The method of claim 1 wherein the segment comparison step to find similar segments,

To compare the similarity between the input segment and the original segment,

(Where Q is the input video segment, T is the original video segment, N is the number of windows the representative frame has, I (Q _i ) and I (T _i ) are the i-th windows of each segment's representative frame. Contrast value)

A representative frame comparing step of comparing the contrast between the input segment and the original segment to show the difference in the contrast characteristic, and comparing the contrast of the representative frame;

When the frames included in the original segment and the input segment are only partially identical, in order to compensate for errors occurring in the difference between the representative frames in the representative frame comparison step,

Where Q is the frame of the input video, T is the frame of the original video, i is each quantized direction component, l is the number of quantized direction components, and h _k (Q _i ) and h _k (T _i ) are segments The number of windows with the movement of each directional component i in the k th motion in n, where n is the number of frames incorporated into the segment)

Measure similarity by

And a direction vector histogram comparing step of determining similarity between the final segments by using the segment-based content detection method.

The method of claim 4, wherein in the representative frame comparison step, the original segment having the smallest Dist _frame is a duplicated original segment.

The method of claim 4, wherein, in the final determination of similarity between segments, an original segment having the largest similarity value is selected as a duplicated original segment.
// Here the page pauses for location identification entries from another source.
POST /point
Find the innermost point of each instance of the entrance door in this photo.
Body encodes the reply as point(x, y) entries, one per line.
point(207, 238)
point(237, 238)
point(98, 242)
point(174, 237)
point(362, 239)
The method of claim 1, wherein the detecting of the video comprises:

If the segment serial number of the input video is similar to Q and Q, and the segment serial number of the original video is set to R (Q),

Continuity of segment-by-segment result that increases Tol _TRUE if next segment R (Q) +1 of R (Q) and original segment R (Q + 1) determined to be similar to next segment Q + 1 of input segment Q are equal Confirmation step;

If Tol _TRUE is greater than L (where L is the result determined by the experiment), which is the identification criterion of one video, the segments of Q to Q + Tol _TRUE are the original R (Q) to R (Q) + Tol _TRUE A similar video detection step through continuity for detecting that the video is similar to as many videos;

Providing an error correction opportunity for increasing Tol _FALSE (where Tol _FALSE is the number of consecutively occurring noises) when R (Q + 1) ≠ R (Q) +1;

Tol is _FALSE flew less than the reference R to identify that other video if the _{R (Q) + Tol FALSE +1} = R (Q + Tol FALSE +1), Q + 1 ~ segment to Q + Tol _FALSE is error correctable A noise determination step of judging as noise and adjusting to a continuous segment between R (Q) and R (Q + Tol _FALSE + 1);

If Tol _FALSE is greater than the criterion R identifying that it is another video, it indicates that after Q + 1 is no longer a segment of the same video as before Q, and then by a similar video detection step through the continuity for the segment up to Q. And a determination step from the Q + 1 segment to the start of another image which repeats the continuity check of the result of the segment unit again from the Q + 1 segment, thereby detecting the segment unit search result as a movie. Content-based video detection method using.